A few years ago I thought anxiety was just temporary nerves. I thought it meant someone was nervous about an actual physical event like a job interview or public speaking or medical examinations. They are the sorts of things I associated with anxiety. You fear, they happen, you move on.
Well fast forward to now, end of February 2015 and I know anxiety to be something very different. I don’t have anxiety. I may have had bouts of it in my life, but on the whole, I wouldn’t say I suffer with it. I can’t therefore, go into great detail about how it works and what it feels like because what the hell do I know? Well, I do know one thing, which is not as insignificant as I originally thought: I know that helping out someone who suffers with anxiety is no mean feat. This sounds a bit ‘hooray for me, what a hero I think I am’ but seriously, it’s really bloody important.

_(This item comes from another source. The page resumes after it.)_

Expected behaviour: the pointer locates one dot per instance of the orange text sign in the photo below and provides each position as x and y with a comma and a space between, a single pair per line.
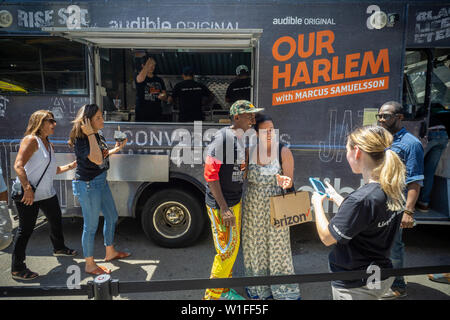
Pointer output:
330, 91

Some people very close to me, who I love and see or speak to practically every single day of my life, have anxiety. They’re very different people and feel it in very different ways, but it’s there. That anxiety has come to have quite a bit impact on my life, because for a long time, I just didn’t get it. I got a bit frustrated with people, and started to think ‘why can’t they just snap out of it?’ That sounds harsher written down than it felt in my head, because I wasn’t angry or hurtful about it, I just didn’t understand what the problem was. I wanted them to do more and enjoy things and socialise and meet new people with me and I didn’t get the big deal over things I don’t think twice about.
Now though, I get it.My few close loved ones who suffer from this condition don’t need to snap out of anything. They don’t need to be pushed or prodded or continually reminded about it. They just need time. The best thing you can give someone as a friend is a time. I can’t give them professional help or personal experience advice or much else that I wish I could. But I can let them get on with it, be there when they want me, help out if I can, be a hand to hold or voice on the phone (or whatsapp, because who actually phones anymore?) or a partner in gin drinking OR just let them totally blank me out for a while. These people have helped me with my shit, even if they don’t know it and now I want to do it back.
Seeing what anxiety can do from the outside looking in has made me a much more patient friend and I guess this an apology to those people that it took me so long. This post probably doesn’t make all that much sense and in the grand scheme of things, not many people will read it, but since writing has become therapeutic to me in a really weird time of my life, I felt compelled to write about my lovely friends. Mental health is a weird one, and who am I to write about it when I have never personally been hugely impacted by it? Well mainly I’m a friend who now gets it and I hope that everyone who doesn’t yet can join me soon.